“Mya” is the first victim of military repression in Burma. Wounded on February 9, the 20-year-old protester died on Friday. The young woman was shot in the head during a demonstration against the coup in Naypyidaw, the administrative capital of Burma.
Violence erupted when security forces began firing rubber bullets at protesters. Doctors at the city hospital later said that at least two people were seriously injured by live ammunition, including the young woman, who had come to demonstrate with her sisters. Mya’s family is a supporter of the National League for Democracy (NLD), Aung San Suu Kyi’s party.
The Information Unit of True News, a Burmese army publication, had claimed that security forces were equipped with only non-lethal weapons on the day Mya was shot in the head. But the images released, particularly by AFP, “contradict these claims,” according to the NGO Amnesty International, which considers that “The Naypyidaw police have blood on their hands.”
“Pray for our martyrdom”
Clerk in a grocery store, Mya Thwate Thwate Khaing, quickly became an icon for protesters demanding the release of Aung San Suu Kyi, the end of the dictatorship and the repeal of the 2008 constitution, too favorable to the army.
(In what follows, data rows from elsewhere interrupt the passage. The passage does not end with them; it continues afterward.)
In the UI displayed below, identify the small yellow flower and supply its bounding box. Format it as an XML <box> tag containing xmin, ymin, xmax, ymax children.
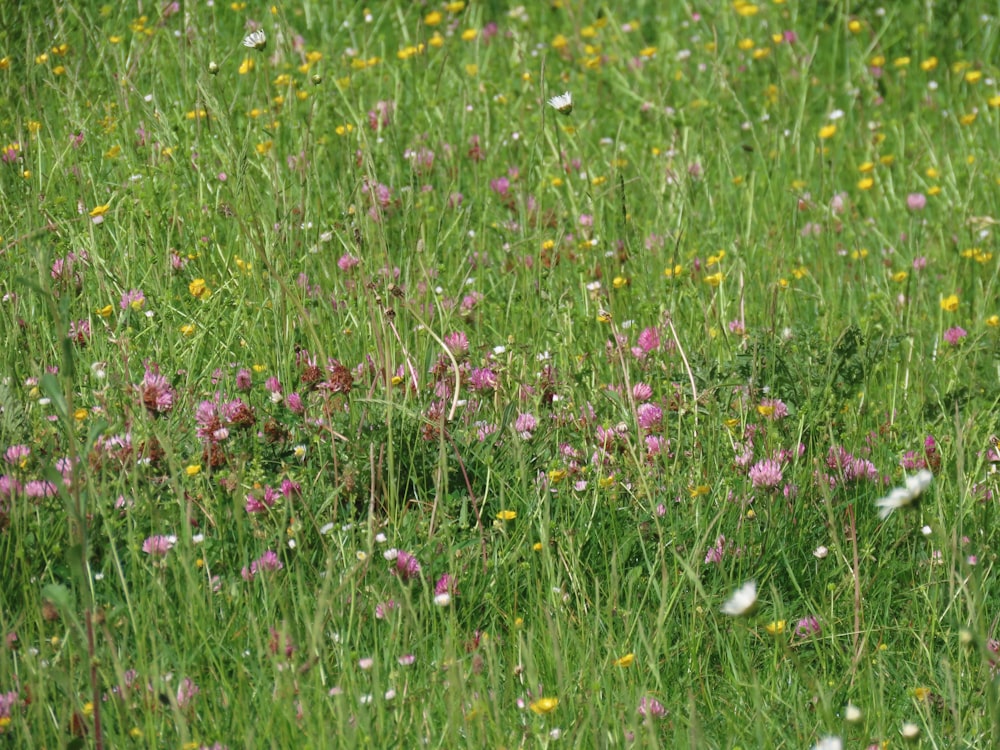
<box><xmin>612</xmin><ymin>654</ymin><xmax>635</xmax><ymax>667</ymax></box>
<box><xmin>528</xmin><ymin>698</ymin><xmax>559</xmax><ymax>716</ymax></box>
<box><xmin>188</xmin><ymin>279</ymin><xmax>212</xmax><ymax>299</ymax></box>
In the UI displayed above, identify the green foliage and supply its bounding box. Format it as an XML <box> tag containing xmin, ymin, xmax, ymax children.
<box><xmin>0</xmin><ymin>0</ymin><xmax>1000</xmax><ymax>748</ymax></box>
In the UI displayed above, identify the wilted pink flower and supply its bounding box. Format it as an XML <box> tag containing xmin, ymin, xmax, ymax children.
<box><xmin>434</xmin><ymin>573</ymin><xmax>458</xmax><ymax>596</ymax></box>
<box><xmin>757</xmin><ymin>398</ymin><xmax>788</xmax><ymax>422</ymax></box>
<box><xmin>142</xmin><ymin>534</ymin><xmax>177</xmax><ymax>557</ymax></box>
<box><xmin>139</xmin><ymin>364</ymin><xmax>174</xmax><ymax>414</ymax></box>
<box><xmin>285</xmin><ymin>393</ymin><xmax>306</xmax><ymax>414</ymax></box>
<box><xmin>3</xmin><ymin>445</ymin><xmax>31</xmax><ymax>466</ymax></box>
<box><xmin>392</xmin><ymin>550</ymin><xmax>420</xmax><ymax>582</ymax></box>
<box><xmin>705</xmin><ymin>534</ymin><xmax>726</xmax><ymax>565</ymax></box>
<box><xmin>490</xmin><ymin>177</ymin><xmax>510</xmax><ymax>198</ymax></box>
<box><xmin>119</xmin><ymin>289</ymin><xmax>146</xmax><ymax>310</ymax></box>
<box><xmin>337</xmin><ymin>253</ymin><xmax>361</xmax><ymax>271</ymax></box>
<box><xmin>635</xmin><ymin>403</ymin><xmax>663</xmax><ymax>430</ymax></box>
<box><xmin>750</xmin><ymin>458</ymin><xmax>781</xmax><ymax>489</ymax></box>
<box><xmin>795</xmin><ymin>615</ymin><xmax>820</xmax><ymax>638</ymax></box>
<box><xmin>514</xmin><ymin>413</ymin><xmax>538</xmax><ymax>440</ymax></box>
<box><xmin>632</xmin><ymin>383</ymin><xmax>653</xmax><ymax>401</ymax></box>
<box><xmin>240</xmin><ymin>550</ymin><xmax>285</xmax><ymax>581</ymax></box>
<box><xmin>444</xmin><ymin>331</ymin><xmax>469</xmax><ymax>355</ymax></box>
<box><xmin>636</xmin><ymin>696</ymin><xmax>667</xmax><ymax>719</ymax></box>
<box><xmin>177</xmin><ymin>677</ymin><xmax>201</xmax><ymax>708</ymax></box>
<box><xmin>944</xmin><ymin>326</ymin><xmax>969</xmax><ymax>346</ymax></box>
<box><xmin>469</xmin><ymin>367</ymin><xmax>497</xmax><ymax>391</ymax></box>
<box><xmin>636</xmin><ymin>328</ymin><xmax>660</xmax><ymax>354</ymax></box>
A giant banner was unfolded the day after the event on a bridge in Yangon, the economic capital, depicting the unconscious young woman. Anger was also strong on social networks: “You are our heroine”, “Pray for our martyrdom”, “This act of hatred must be punished”, we could read on Facebook.
The Burmese army seized power on February 1 and arrested civilian head of government Aung San Suu Kyi and other politicians. Since then, hundreds of thousands of Burmese have taken to the streets across the country, including in Naypyidaw, built by the junta in the middle of the jungle. It was there, in the heart of military power, that Mya was assassinated a few days after her twentieth birthday.